Dalam kehidupan sosial, kita sering menilai kesombongan hanya pada mereka yang merasa tinggi, yang memandang rendah orang lain. Padahal, kesombongan tidak selalu muncul dari atas. Ia juga bisa tumbuh dari bawah — dari hati orang yang merasa rendah, tetapi tidak siap direndahkan. Inilah wajah lain dari takabbur yang jarang disadari: kesombongan dalam bentuk luka yang terselubung.
“Menganggap orang lain rendahan itu takabbur, tetapi yang lebih takabbur dari itu adalah orang rendah yang tidak siap direndahkan.” Kalimat ini menyentuh sisi paling halus dari ego manusia. Sebab pada dasarnya, kesombongan bukan hanya soal posisi, tetapi soal hati yang menolak kenyataan bahwa di dunia ini, tidak ada yang benar-benar lebih tinggi atau lebih rendah selain takwa di sisi Tuhan.

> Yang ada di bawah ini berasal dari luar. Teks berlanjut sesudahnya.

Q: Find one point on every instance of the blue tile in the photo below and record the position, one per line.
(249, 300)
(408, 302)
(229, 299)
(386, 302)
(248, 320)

Manusia yang merasa tinggi akan menindas dengan kehormatan palsunya. Ia berbangga dengan jabatan, kekayaan, atau kepintaran. Ia lupa bahwa semua itu hanyalah titipan. Tapi manusia yang merasa rendah, lalu marah karena direndahkan, juga bisa terjebak dalam kesombongan yang lebih halus: merasa paling tersakiti, paling hina, dan tidak bisa menerima bahwa kehidupan memang penuh ujian harga diri.
Kedua-duanya terjebak dalam ego yang sama, hanya berbeda arah. Yang pertama sombong karena merasa lebih. Yang kedua sombong karena menolak dianggap kurang. Padahal, kerendahan hati sejati bukan berarti pasrah pada penghinaan, tetapi menerima bahwa kehormatan manusia tidak ditentukan oleh lidah orang lain. Ia tumbuh dari keyakinan bahwa harga diri bukan untuk dipamerkan, melainkan dijaga dengan diam yang bermartabat.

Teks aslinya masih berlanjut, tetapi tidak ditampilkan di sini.